Der Schritt zur Zertifikatspflicht am Arbeitsplatz war von einer doppelten Sorge begleitet: Draghis Regierung fürchtete einerseits grosse, gewalttätige Proteste sowie andererseits ein Chaos bei der Abwicklung der nun für mehr als eine Million Menschen alle zwei Tage fälligen Tests. Gerade die erste Befürchtung schien sich zunächst voll zu bestätigen. Am 9. Oktober kamen mehr als 20 000 Menschen zur grossen «No-Pass»-Demonstration in Rom zusammen, einige Tausend zogen dann – angeführt von den Chefs der faschistischen Gruppe Forza Nuova – randalierend durch Rom, stürmten und verwüsteten die Zentrale der CGIL, des grössten Gewerkschaftsbundes des Landes.

Eine Woche später gingen in Mailand wieder Zehntausende auf die Strasse, wieder gab es Scharmützel mit der Polizei – diesmal allerdings hatten sich Anarchist:innen an die Spitze des Zugs gesetzt. Akt drei schliesslich war Triest. Dort hatte eine kleine betriebsinterne Gewerkschaft verkündet, sie werde den Hafen der Stadt «lahmlegen». Einige Tausend Protestierende reisten aus anderen Städten an, am 15. Oktober konnten sie jedoch nur ein Tor blockieren, während der Hafenbetrieb ansonsten weiterging. Nach drei Tagen löste die Polizei mit Wasserwerfern auch diese Blockade auf. Die daraufhin in Triest fürs letzte Wochenende angekündigten «No Pass»-Massenproteste fielen sang- und klanglos aus, wie es auch sonst in Italien weitgehend ruhig blieb. Nur in Mailand gab es am Samstag einen neuen Protestzug mit rund 10 000 Teilnehmer:innen.

Nur heimlich einig

Keinerlei Sympathien geniesst die Protestfront bei den grossen Gewerkschaftsbünden. Sie unterstützen den Regierungskurs, wenn auch zuweilen mit Bauchschmerzen. So sagt ein hoher Funktionär der CGIL aus der Toskana, der namentlich nicht genannt werden möchte, er würde sich wünschen, dass die Unternehmen die Kosten der Tests für ihre Beschäftigten übernehmen. Dann aber legt er hinter vorgehaltener Hand nach: «Eigentlich wäre doch ein genereller Impfzwang die sauberste Lösung, dann wäre Schluss mit dem Gezerre um den Green Pass.»

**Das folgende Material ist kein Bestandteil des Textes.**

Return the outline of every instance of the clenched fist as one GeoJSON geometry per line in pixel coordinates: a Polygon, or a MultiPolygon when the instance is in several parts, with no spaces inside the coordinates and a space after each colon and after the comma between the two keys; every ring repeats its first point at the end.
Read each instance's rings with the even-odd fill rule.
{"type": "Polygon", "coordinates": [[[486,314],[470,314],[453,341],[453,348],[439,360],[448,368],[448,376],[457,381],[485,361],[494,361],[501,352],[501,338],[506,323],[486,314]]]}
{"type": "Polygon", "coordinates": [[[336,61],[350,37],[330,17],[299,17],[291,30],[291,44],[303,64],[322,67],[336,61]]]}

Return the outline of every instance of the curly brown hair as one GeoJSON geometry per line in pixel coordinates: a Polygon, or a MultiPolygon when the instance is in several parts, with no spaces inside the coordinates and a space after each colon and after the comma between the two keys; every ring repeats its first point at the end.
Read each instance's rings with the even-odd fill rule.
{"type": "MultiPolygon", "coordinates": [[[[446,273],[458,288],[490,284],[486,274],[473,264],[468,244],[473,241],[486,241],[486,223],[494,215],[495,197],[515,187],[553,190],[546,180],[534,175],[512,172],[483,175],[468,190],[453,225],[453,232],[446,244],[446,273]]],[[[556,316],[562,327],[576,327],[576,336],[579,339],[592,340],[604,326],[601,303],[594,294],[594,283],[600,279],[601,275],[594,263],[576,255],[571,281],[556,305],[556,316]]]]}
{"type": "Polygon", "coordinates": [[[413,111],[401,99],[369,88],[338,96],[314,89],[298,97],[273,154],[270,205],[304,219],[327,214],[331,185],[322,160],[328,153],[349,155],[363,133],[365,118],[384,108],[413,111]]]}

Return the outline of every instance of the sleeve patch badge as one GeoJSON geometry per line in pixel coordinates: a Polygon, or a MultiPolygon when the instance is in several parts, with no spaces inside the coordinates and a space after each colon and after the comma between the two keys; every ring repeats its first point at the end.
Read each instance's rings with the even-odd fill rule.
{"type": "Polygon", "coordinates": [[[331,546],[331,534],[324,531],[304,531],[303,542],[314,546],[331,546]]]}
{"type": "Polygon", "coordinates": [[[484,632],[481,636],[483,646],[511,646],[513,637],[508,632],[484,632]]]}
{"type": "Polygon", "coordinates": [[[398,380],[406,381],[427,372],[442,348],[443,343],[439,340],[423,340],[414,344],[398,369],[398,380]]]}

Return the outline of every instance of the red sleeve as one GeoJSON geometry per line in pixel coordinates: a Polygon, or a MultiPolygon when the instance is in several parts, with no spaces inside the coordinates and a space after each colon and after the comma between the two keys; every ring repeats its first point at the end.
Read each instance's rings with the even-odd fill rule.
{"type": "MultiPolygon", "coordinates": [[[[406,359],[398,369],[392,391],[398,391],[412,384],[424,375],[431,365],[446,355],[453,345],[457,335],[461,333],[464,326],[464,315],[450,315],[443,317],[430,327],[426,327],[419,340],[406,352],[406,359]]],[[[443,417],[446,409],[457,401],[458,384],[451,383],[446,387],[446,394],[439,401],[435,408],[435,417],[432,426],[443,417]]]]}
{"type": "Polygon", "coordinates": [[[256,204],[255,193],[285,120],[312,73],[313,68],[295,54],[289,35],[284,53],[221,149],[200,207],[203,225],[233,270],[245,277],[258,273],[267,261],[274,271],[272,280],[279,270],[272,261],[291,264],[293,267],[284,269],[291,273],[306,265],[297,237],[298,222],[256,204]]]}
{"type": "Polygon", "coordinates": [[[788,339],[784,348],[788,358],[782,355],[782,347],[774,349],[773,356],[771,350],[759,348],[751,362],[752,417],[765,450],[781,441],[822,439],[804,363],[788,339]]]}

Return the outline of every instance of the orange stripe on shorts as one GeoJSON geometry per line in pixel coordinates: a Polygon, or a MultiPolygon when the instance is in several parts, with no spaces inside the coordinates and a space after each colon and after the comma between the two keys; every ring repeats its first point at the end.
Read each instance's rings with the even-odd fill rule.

Damit ist er gar nicht so weit von der radikal linken Basisgewerkschaft USB. Sie bezichtigt zwar die CGIL und die anderen grossen Bünde der Komplizenschaft mit der Regierung Draghis. Für den Green Pass fordert sie einen Stopp, zugleich aber erklärt ihr Vorsitzender Pierpaolo Leonardi, es sei am Staat, «im Zweifelsfall die Pflichtimpfung anzuordnen».

Solche Massnahmen zeichnen sich vorerst nicht ab, auch weil die Regierung sich mit Blick auf die jüngsten Fallzahlen in ihrem Kurs bestätigt sieht. Das Testchaos blieb aus, und die Sieben-Tage-Inzidenz lag zuletzt mit 34 pro 100 000 Einwohner:innen so niedrig wie in kaum einem anderen europäischen Land.